Pronta, la mamma, a rassicurarlo: "Tranquillo: gli ho dato la pillola". Anche lei era contenta.

Tra Santa Marinella e Civitavecchia, allora l’Aurelia era la via obbligata, Righetto prende a esternare ad alta voce i suoi pensieri: "Certo, l’assenza di Fulvio si farà sentire, ma contro Guaita e Scopelli questo Livorno

lo vedo brutto... Ma, dico io, Fulvio doveva proprio andare a tamponare la macchina di Mussolini? Da quel giorno, povero Bernardini, non ha avuto più pace... la polizia, i finanzieri...Comunque".

Nei pressi dell’Accademia Navale, tra il mare e l’Ardenza, arrivammo talmente presto che ancora erano pochi tifosi in giro. Uno di questi, però, fu sollecito a gridarci dietro: "Romani, bucaioli!", che, appresi anni dopo, non è esattamente un complimento. Incassato l’epiteto, mio padre disse alla mamma: "A scanso di brutte

sorprese, sai che faccio, Nine’?"
. "No. Dìmmi: che fai?""Faccio che questa, la macchina, la rimetto in garage. Ne conosco uno alla Venezia, lontano dal campo...". Fece una pausa, accarezzò il cruscotto, col moto di che vuol togliere un’ombra di polvere, e concluse: "Sai con questa targa, scappa fuori un matto e me la sfregia. Eh, no...eh, no".

Dalla Venezia, cuore della vecchia Livorno all’Ardenza, stadio che all’epoca si chiamava ’Edda Ciano’, non sono proprio due passi. Ci volle il tassì: Righetto non battè ciglio. Solo mia madre, all’uscita dalla rimessa, aveva mormorato: "Quel custode, ha una faccia...". Ma era finita lì. Sul campo, quella contro gli amaranto fu una Roma irriconoscibile. Gli argentini, che forse già pensavano alla fuga per tema della chiamata alle armi (mio padre disse: "Sai, Scopelli, è bravo, ma non ha un cuor di leone. Quanto a Guaita...".), non beccarono palla.

Finì 1-1, con un golletto di Tomasi alla fine, che salvò la Lupa dal disonore. Il papà, naturalmente, era nero come la pece. Stanca e sfiduciata mia madre, io tacevo, annichilito, a testa bassa. Pensavo: "E se adesso, in macchina, a stomaco ormai vuoto, mi prende la nausea? Dio mio, chi lo sente?". Invece, di lì a poco, lo dovetti sentire, il genitore. Era sgomento e affranto alla vista della sua bella macchinona, ridotta a rottame. "Ma che è successo, che è successo...", andava gridando il povero Righetto, fulminato in uno dei suoi grandi affetti.

Agitava in aria le mani, senza saper dove riporle, dinanzi a quello spettacolo.
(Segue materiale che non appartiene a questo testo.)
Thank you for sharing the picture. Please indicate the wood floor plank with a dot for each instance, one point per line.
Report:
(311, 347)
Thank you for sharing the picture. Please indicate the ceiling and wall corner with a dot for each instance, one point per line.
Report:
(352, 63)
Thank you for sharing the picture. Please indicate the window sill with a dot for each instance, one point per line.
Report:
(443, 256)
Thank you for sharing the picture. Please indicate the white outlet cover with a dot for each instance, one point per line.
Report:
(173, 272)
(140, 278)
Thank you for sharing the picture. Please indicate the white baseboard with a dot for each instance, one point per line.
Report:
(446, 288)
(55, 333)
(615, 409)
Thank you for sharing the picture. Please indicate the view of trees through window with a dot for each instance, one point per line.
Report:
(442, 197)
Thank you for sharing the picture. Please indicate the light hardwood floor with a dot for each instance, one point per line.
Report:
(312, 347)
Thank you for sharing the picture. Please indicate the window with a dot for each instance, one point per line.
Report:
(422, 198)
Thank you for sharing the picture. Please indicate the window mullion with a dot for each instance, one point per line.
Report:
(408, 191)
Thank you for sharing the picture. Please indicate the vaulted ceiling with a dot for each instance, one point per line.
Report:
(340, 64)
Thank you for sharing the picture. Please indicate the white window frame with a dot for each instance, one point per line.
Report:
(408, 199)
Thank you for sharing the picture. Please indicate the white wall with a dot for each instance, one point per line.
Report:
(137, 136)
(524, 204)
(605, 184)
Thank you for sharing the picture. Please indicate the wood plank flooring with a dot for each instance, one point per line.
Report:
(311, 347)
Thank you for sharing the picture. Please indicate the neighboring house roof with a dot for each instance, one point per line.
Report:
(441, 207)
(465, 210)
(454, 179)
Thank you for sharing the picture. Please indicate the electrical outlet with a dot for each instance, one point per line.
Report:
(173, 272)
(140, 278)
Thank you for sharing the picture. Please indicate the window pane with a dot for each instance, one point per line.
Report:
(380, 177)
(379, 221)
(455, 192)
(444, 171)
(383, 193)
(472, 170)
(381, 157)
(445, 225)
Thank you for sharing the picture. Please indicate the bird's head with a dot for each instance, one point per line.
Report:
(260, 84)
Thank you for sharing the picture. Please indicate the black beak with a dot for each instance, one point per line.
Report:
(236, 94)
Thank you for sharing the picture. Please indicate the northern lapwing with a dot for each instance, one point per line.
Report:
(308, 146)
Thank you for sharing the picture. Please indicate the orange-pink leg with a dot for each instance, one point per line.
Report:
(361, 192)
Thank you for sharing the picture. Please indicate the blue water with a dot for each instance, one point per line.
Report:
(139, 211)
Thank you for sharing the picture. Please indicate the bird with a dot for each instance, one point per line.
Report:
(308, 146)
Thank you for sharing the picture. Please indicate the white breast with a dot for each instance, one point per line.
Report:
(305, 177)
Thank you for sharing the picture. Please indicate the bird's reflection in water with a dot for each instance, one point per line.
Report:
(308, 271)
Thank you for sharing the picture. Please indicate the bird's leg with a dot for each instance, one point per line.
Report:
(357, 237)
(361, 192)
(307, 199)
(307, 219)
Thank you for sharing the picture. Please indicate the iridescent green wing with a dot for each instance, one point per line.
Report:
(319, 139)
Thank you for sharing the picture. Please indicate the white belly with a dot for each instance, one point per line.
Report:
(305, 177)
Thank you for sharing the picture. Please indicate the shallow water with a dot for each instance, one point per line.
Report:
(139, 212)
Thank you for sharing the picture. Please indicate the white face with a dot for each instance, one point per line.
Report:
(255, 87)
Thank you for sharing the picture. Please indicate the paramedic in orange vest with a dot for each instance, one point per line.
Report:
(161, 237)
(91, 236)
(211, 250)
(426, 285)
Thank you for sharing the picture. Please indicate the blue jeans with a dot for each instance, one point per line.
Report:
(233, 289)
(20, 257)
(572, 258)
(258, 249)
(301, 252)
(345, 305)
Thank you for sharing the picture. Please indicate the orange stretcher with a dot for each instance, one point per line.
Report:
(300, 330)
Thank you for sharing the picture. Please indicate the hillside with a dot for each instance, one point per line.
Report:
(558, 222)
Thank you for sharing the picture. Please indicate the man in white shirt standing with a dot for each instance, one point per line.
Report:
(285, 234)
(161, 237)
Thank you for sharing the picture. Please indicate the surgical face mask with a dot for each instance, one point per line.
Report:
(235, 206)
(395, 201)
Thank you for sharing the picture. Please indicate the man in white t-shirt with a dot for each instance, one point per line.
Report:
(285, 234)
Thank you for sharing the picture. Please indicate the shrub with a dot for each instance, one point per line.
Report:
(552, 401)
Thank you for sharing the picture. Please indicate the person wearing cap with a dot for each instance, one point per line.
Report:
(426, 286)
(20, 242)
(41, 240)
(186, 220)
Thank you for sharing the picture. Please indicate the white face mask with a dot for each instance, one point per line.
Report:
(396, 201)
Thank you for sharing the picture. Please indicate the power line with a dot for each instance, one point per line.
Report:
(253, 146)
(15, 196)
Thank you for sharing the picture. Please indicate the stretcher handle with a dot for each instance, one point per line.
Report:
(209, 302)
Mentre il maresciallo sommariamente, spiegava: "Sa, frange di tifosi sono arrivati fin qui e...capita, sa...che vuol farci? Sì, lei sporga denuncia...eppoi, ha l’assicurazione... noi, dal canto nostro, abbiamo dei fermati. Insomma, vedrà...". Quel che mio padre vedeva, che noi tutti, quella triste domenica, vedemmo era un disastro, una catastrofe familiare. Alla stazione, aspettando il treno per il ritorno, mio padre provò a ritrovare la calma,

dicendosi: "Avessimo vinto, almeno". Quel campionato finì di lì a poco, ai primi di giugno, con la Roma al quarto posto. Renato Sacerdoti, per via della campagna anti ebraica già incominciata, si dimise da presidente. Anche per quello, Righetto fu molto triste. Non arrivò a consolarlo neppure la notizia che il Livorno era finito penultimo, in Serie B.